Infractions are the most minor of the crime classifications. This category may also be referred to petty offenses or petty misdemeanors. Examples of infractions may include:
- Traffic tickets
- Minor drug possession (in some states only)
- Noise complaints
- Seat belt violations
If a police officer is called to your residence for a noise complaint, they might write you a ticket or a citation. While there may be a fine involved, this is generally the extent of it – as long as the fine is paid in full and on time. Ignoring or forgetting to pay a fine for a minor offense could result in increasing fines, as well as additional penalties.
It’s also worth noting that experienced criminal attorneys may argue for misdemeanor charges to be reduced to an infraction. This defense strategy can help their client avoid a criminal record and tends to be used for first-time offenders.
Misdemeanors are more serious than infractions, but less severe than a felony. Misdemeanors usually involve more substantial fines than those associated with infractions, and may even involve up to one year in jail. Many states also have gross misdemeanor classifications which involve greater penalties and potential time in jail.
Felonies, of course, are the most serious type of crime. Within this classification, crimes are further defined by degrees (with first degree being the most serious and third degree being the most minor). Crimes that fall under the felony category may include:
- Violent crimes (including sexual assault and murder)
The standard definition of a felony is any crime for which the convicted individual can be punished for more than one year. That being said, however, felony punishments are meted out at the state level. Another differentiation from the misdemeanor level is that rather than time in a county jail, felony convictions translate to serving out a sentence in either a state or a federal prison.
There are certain rights that are guaranteed to those charged with committing one or more felony crimes. These rights include:
- The right to have a court-appointed attorney if one cannot be afforded
- The right to enter a not guilty plea
- The right to a trial
- The right to be presumed innocent unless proven guilty beyond a reasonable doubt
Capital felony offenses – which mean the death penalty is on the table – also stipulate that the 12-person jury must unanimously agree on guilt for a conviction.
There are certain public rights that are essentially lost for those convicted of a felony. These rights include:
- The right to own a firearm
- The right to vote
- The right to public housing
Because felonies stay on a person’s criminal record, they also may affect your ability to find a job. A criminal defense lawyer may try to negotiate a plea bargain to reduce a felony charge down to a lesser gross misdemeanor or misdemeanor.

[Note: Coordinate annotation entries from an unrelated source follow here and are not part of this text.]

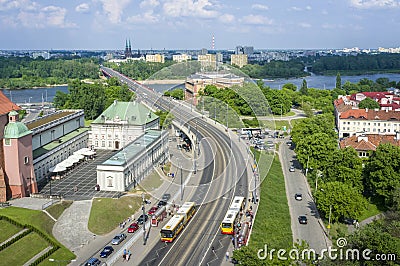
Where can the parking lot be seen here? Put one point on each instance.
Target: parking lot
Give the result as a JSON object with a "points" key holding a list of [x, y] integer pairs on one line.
{"points": [[79, 183]]}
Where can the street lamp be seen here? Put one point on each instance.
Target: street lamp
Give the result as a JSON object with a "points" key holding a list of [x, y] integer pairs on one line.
{"points": [[59, 261]]}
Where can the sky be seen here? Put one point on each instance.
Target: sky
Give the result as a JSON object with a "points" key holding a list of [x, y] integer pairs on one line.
{"points": [[191, 24]]}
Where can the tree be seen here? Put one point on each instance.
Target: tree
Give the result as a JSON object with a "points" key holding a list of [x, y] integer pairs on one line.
{"points": [[368, 103], [345, 167], [316, 149], [338, 81], [340, 200], [382, 174], [304, 88]]}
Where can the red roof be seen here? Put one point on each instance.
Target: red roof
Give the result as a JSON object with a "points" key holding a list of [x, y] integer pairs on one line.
{"points": [[371, 114], [6, 105], [373, 141]]}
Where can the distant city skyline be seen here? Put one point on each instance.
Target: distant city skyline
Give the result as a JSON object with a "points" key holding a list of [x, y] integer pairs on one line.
{"points": [[189, 24]]}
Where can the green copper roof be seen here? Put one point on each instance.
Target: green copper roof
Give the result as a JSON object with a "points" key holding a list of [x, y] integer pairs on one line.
{"points": [[15, 130], [128, 113]]}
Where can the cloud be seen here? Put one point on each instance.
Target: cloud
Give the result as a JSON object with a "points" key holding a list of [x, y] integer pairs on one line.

In many states, repeat offenders are subject to a “three strikes” law, which comes with a mandatory prison sentence.
Crime classification matters because the type of crime committed sets the stage for the entire procedure through the criminal justice system. Infractions usually only involve citations and fines. Lawyers may not be involved unless the crime is considered a misdemeanor, gross misdemeanor or a felony. Regardless, every person accused of committing a crime is guaranteed constitutional protections.